In complex distributed systems, we should strive to identify as many risks as possible before abnormal scenarios are triggered and then take targeted reinforcement measures. Chaos engineering is precisely a method that uses fault injection to help address the above issues. Chaos engineering aims to eliminate failures in their infancy by actively inducing faults, testing the system’s behavior under various pressures, identifying and fixing fault issues, and avoiding severe consequences.The testing department at BeiYan uses chaos engineering experimental tools for fault injection, conducting a series of testing explorations and practices for distributed architecture systems.
2. Chaosblade Chaos Engineering Experimental Tool
Chaosblade Application Scenarios
Chaosblade is an experimental execution tool that follows the principles of chaos engineering. It is built on nearly a decade of fault testing and rehearsal practices at Alibaba, combined with the best ideas and practices from various Alibaba businesses, and can provide rich fault scenario implementations to help distributed systems enhance fault tolerance and recoverability. Chaosblade can solve the following problems in practical applications:
(1) Measuring the fault tolerance of microservices
By simulating call delays, service unavailability, and full machine resources, we can check whether the failing nodes or instances are automatically isolated or taken offline, whether traffic scheduling is correct, and whether contingency plans are effective.
(2) Verifying the rationality of container orchestration configurations
By simulating pod kills, node kills, and increasing pod resource loads, we can observe the availability of system services and verify the rationality of replica configurations, resource limit configurations, and containers deployed under the pod.
(3) Verifying the timeliness of monitoring alerts
By injecting faults into the system, we can verify whether monitoring indicators are accurate, whether monitoring dimensions are complete, whether alert thresholds are reasonable, whether alerts are timely, whether alert access is correct, and whether notification channels are available, thereby enhancing the accuracy and timeliness of monitoring alerts.
(4) Testing the robustness of the Pass layer
By simulating upper-level resource loads, we can verify the effectiveness of the scheduling system; simulate the unavailability of dependent distributed storage to verify the system’s fault tolerance; simulate the unavailability of scheduling nodes to test whether scheduling tasks automatically migrate to available nodes; and simulate primary-backup node failures to test whether primary-backup switching is normal.
(5) Locating and resolving emergency capabilities
By conducting fault raids, randomly injecting faults into the system, we can assess the emergency capabilities of relevant personnel regarding issues, as well as the reasonableness of issue reporting and processing workflows, achieving a battle-tested approach to train the ability to locate and resolve issues.
Chaosblade Implementation Principle
From the design phase, Chaosblade considered ease of use and convenience for scene expansion, making it easy for everyone to use and expand more experimental scenarios according to their needs, which can be divided into the following areas.

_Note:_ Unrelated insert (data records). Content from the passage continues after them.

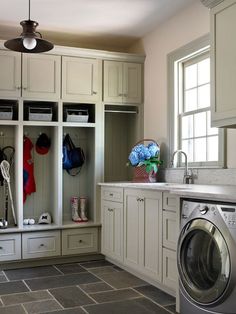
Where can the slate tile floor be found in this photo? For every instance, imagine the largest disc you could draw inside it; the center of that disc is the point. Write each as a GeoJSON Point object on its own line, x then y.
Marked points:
{"type": "Point", "coordinates": [80, 288]}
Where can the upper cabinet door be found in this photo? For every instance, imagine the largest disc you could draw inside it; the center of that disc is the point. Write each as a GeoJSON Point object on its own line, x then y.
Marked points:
{"type": "Point", "coordinates": [132, 83]}
{"type": "Point", "coordinates": [10, 73]}
{"type": "Point", "coordinates": [223, 66]}
{"type": "Point", "coordinates": [113, 85]}
{"type": "Point", "coordinates": [79, 79]}
{"type": "Point", "coordinates": [122, 82]}
{"type": "Point", "coordinates": [41, 76]}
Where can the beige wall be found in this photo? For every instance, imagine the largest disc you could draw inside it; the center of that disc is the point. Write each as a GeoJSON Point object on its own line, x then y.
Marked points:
{"type": "Point", "coordinates": [187, 25]}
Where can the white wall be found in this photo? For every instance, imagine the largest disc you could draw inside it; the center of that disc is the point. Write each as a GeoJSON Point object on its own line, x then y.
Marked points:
{"type": "Point", "coordinates": [184, 27]}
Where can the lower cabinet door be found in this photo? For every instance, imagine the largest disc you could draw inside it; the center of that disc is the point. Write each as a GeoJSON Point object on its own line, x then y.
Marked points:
{"type": "Point", "coordinates": [170, 269]}
{"type": "Point", "coordinates": [41, 244]}
{"type": "Point", "coordinates": [77, 241]}
{"type": "Point", "coordinates": [10, 247]}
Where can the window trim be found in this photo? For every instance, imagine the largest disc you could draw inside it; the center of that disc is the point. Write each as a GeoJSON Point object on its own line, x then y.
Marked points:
{"type": "Point", "coordinates": [193, 48]}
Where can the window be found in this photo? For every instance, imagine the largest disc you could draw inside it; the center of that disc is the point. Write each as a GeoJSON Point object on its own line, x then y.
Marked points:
{"type": "Point", "coordinates": [189, 110]}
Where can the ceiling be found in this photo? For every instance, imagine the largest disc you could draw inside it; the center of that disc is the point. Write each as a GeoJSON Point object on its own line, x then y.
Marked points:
{"type": "Point", "coordinates": [101, 24]}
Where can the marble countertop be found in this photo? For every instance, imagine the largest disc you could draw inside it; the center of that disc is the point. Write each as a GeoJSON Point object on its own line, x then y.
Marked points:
{"type": "Point", "coordinates": [225, 193]}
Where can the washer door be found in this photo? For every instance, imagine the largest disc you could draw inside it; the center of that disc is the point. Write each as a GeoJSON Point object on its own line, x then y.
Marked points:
{"type": "Point", "coordinates": [203, 261]}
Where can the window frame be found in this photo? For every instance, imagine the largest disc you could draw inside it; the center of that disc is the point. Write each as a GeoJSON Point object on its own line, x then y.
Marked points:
{"type": "Point", "coordinates": [196, 48]}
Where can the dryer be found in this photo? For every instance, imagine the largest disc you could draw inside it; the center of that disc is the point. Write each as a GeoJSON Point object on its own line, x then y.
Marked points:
{"type": "Point", "coordinates": [207, 257]}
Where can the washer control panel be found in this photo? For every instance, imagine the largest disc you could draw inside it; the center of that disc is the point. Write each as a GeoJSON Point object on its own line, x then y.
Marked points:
{"type": "Point", "coordinates": [228, 213]}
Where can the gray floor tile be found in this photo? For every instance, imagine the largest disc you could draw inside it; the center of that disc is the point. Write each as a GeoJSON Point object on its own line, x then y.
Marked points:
{"type": "Point", "coordinates": [60, 281]}
{"type": "Point", "coordinates": [121, 280]}
{"type": "Point", "coordinates": [171, 308]}
{"type": "Point", "coordinates": [116, 295]}
{"type": "Point", "coordinates": [102, 270]}
{"type": "Point", "coordinates": [15, 309]}
{"type": "Point", "coordinates": [94, 264]}
{"type": "Point", "coordinates": [75, 310]}
{"type": "Point", "coordinates": [71, 296]}
{"type": "Point", "coordinates": [18, 298]}
{"type": "Point", "coordinates": [33, 272]}
{"type": "Point", "coordinates": [70, 268]}
{"type": "Point", "coordinates": [41, 306]}
{"type": "Point", "coordinates": [3, 278]}
{"type": "Point", "coordinates": [95, 287]}
{"type": "Point", "coordinates": [12, 287]}
{"type": "Point", "coordinates": [135, 306]}
{"type": "Point", "coordinates": [156, 295]}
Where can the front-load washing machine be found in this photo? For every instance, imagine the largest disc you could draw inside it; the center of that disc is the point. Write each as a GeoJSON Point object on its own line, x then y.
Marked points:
{"type": "Point", "coordinates": [207, 257]}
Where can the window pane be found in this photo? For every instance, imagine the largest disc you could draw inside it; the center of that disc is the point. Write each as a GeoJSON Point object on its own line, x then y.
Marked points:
{"type": "Point", "coordinates": [210, 131]}
{"type": "Point", "coordinates": [191, 76]}
{"type": "Point", "coordinates": [187, 147]}
{"type": "Point", "coordinates": [200, 124]}
{"type": "Point", "coordinates": [187, 126]}
{"type": "Point", "coordinates": [190, 100]}
{"type": "Point", "coordinates": [204, 71]}
{"type": "Point", "coordinates": [212, 148]}
{"type": "Point", "coordinates": [204, 96]}
{"type": "Point", "coordinates": [200, 149]}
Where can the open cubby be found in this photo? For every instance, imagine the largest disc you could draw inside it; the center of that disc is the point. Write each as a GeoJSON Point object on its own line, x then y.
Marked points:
{"type": "Point", "coordinates": [121, 129]}
{"type": "Point", "coordinates": [8, 137]}
{"type": "Point", "coordinates": [83, 183]}
{"type": "Point", "coordinates": [75, 106]}
{"type": "Point", "coordinates": [11, 106]}
{"type": "Point", "coordinates": [49, 106]}
{"type": "Point", "coordinates": [45, 199]}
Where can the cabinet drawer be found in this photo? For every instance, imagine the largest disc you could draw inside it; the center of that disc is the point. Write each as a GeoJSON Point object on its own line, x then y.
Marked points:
{"type": "Point", "coordinates": [41, 244]}
{"type": "Point", "coordinates": [10, 247]}
{"type": "Point", "coordinates": [169, 230]}
{"type": "Point", "coordinates": [78, 241]}
{"type": "Point", "coordinates": [112, 194]}
{"type": "Point", "coordinates": [170, 201]}
{"type": "Point", "coordinates": [170, 269]}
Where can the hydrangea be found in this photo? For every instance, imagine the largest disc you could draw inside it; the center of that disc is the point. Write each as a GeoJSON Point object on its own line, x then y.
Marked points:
{"type": "Point", "coordinates": [140, 153]}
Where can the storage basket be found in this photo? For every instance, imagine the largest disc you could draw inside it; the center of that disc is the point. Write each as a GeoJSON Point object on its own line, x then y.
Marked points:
{"type": "Point", "coordinates": [140, 174]}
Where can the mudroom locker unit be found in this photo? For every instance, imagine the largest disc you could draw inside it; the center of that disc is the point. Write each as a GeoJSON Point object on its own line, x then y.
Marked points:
{"type": "Point", "coordinates": [67, 91]}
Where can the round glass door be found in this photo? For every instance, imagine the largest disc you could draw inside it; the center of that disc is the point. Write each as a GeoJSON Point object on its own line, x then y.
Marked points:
{"type": "Point", "coordinates": [203, 261]}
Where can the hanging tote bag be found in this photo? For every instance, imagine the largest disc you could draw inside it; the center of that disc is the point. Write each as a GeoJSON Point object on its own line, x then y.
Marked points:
{"type": "Point", "coordinates": [73, 157]}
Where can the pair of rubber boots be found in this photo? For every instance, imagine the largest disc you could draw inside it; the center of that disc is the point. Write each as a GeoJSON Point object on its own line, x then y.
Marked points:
{"type": "Point", "coordinates": [78, 209]}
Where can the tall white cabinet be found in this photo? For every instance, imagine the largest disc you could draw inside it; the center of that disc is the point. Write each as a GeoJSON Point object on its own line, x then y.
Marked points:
{"type": "Point", "coordinates": [66, 79]}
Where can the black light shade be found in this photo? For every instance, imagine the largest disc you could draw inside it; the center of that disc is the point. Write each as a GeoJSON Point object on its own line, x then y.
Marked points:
{"type": "Point", "coordinates": [29, 41]}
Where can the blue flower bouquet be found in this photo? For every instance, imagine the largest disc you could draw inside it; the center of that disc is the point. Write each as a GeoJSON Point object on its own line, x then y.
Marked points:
{"type": "Point", "coordinates": [146, 160]}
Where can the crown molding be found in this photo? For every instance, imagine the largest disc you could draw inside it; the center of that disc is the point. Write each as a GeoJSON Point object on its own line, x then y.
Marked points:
{"type": "Point", "coordinates": [211, 3]}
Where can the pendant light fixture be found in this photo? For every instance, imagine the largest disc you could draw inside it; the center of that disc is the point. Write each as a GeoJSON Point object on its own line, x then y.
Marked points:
{"type": "Point", "coordinates": [29, 41]}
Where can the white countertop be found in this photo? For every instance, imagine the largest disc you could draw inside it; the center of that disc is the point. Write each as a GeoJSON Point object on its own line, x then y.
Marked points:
{"type": "Point", "coordinates": [226, 193]}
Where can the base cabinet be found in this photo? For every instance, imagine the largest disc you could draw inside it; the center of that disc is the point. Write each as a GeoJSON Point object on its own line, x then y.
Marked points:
{"type": "Point", "coordinates": [10, 247]}
{"type": "Point", "coordinates": [143, 232]}
{"type": "Point", "coordinates": [79, 241]}
{"type": "Point", "coordinates": [41, 244]}
{"type": "Point", "coordinates": [112, 222]}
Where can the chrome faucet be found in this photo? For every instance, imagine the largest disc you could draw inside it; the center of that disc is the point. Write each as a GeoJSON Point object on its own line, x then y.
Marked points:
{"type": "Point", "coordinates": [188, 177]}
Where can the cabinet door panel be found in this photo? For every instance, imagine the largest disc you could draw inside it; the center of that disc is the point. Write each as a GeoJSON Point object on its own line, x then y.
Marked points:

Figure 1 Chaosblade Abnormal Scenario Description
To better understand the implementation logic of Chaosblade, we obtained the source code of the open-source version of the tool and analyzed common commands, such as CPU faults, disk full, network blockage, and process hang-ups. Taking CPU faults as an example, we briefly analyze as follows.
(1) Command Description
Table 1 CPU Fault Command Description
CommandExample |
CPUFull Load |
./blade create cpu fullload |
CPULoad Percentage |
./blade create cpu load –cpu-percent 90 |
|
Parameter Description |
fullload |
Full Load |
cpu-percent |
Percentage, range(0-100) |
|
cpu-count |
Specify the number of CPUs to be fully loaded |
|
cpu-list |
Specify the specific cores of the CPU to be fully loaded, with core indexing starting from 0 |
(2) Implementation Principle
In the ./blade create cpu command, the CPU can be set to full load or a specific load percentage. The –cpu-count can specify the number of CPU cores to be fully loaded, and –cpu-list can specify the required CPU core numbers to be fully loaded. You can use forms like “1,3” to specify cores 1 and 3 to be fully loaded, or “0-3” to specify cores 0 to 3 to be fully loaded.

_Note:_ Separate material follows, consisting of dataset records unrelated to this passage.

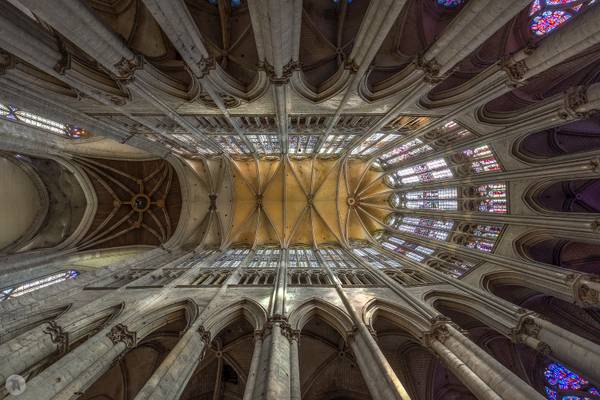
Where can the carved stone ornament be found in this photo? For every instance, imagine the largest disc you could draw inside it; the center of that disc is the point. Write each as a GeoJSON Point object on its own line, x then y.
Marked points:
{"type": "Point", "coordinates": [528, 327]}
{"type": "Point", "coordinates": [288, 70]}
{"type": "Point", "coordinates": [516, 72]}
{"type": "Point", "coordinates": [205, 65]}
{"type": "Point", "coordinates": [205, 335]}
{"type": "Point", "coordinates": [574, 98]}
{"type": "Point", "coordinates": [120, 333]}
{"type": "Point", "coordinates": [431, 69]}
{"type": "Point", "coordinates": [588, 295]}
{"type": "Point", "coordinates": [57, 335]}
{"type": "Point", "coordinates": [126, 68]}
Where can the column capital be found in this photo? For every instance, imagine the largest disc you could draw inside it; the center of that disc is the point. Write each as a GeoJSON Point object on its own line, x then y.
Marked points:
{"type": "Point", "coordinates": [573, 99]}
{"type": "Point", "coordinates": [205, 335]}
{"type": "Point", "coordinates": [515, 72]}
{"type": "Point", "coordinates": [120, 333]}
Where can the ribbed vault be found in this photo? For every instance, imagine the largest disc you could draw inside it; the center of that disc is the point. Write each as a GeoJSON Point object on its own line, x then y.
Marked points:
{"type": "Point", "coordinates": [284, 202]}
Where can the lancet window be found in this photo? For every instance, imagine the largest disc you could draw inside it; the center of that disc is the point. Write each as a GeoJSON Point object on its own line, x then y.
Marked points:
{"type": "Point", "coordinates": [232, 258]}
{"type": "Point", "coordinates": [12, 113]}
{"type": "Point", "coordinates": [37, 284]}
{"type": "Point", "coordinates": [564, 384]}
{"type": "Point", "coordinates": [411, 250]}
{"type": "Point", "coordinates": [374, 142]}
{"type": "Point", "coordinates": [232, 144]}
{"type": "Point", "coordinates": [302, 258]}
{"type": "Point", "coordinates": [302, 144]}
{"type": "Point", "coordinates": [266, 257]}
{"type": "Point", "coordinates": [490, 197]}
{"type": "Point", "coordinates": [336, 258]}
{"type": "Point", "coordinates": [482, 237]}
{"type": "Point", "coordinates": [438, 138]}
{"type": "Point", "coordinates": [375, 257]}
{"type": "Point", "coordinates": [466, 162]}
{"type": "Point", "coordinates": [450, 3]}
{"type": "Point", "coordinates": [548, 15]}
{"type": "Point", "coordinates": [265, 144]}
{"type": "Point", "coordinates": [333, 145]}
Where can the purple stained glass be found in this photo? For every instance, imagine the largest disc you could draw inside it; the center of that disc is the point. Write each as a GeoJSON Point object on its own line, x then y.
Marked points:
{"type": "Point", "coordinates": [450, 3]}
{"type": "Point", "coordinates": [548, 21]}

If you are not using the directly usable release version but the source code, then you need to compile the source code in front of Chaosblade, which will compile the files in the exec/bin/ directory into chaos_*** type executable files.
Figure 2 Chaosblade Source Code Version File Directory
By examining the source code, we find that the logic for implementing CPU full load in chaos_burncpu is simply to keep the CPU running. The code snippet is as follows:
Figure 3 CPU Fault Code Snippet
Shutting down the CPU full load process is also relatively simple, divided into two steps:
Step 1: Use the command ps -ef | grep … to find the pid of chaos_burncpu.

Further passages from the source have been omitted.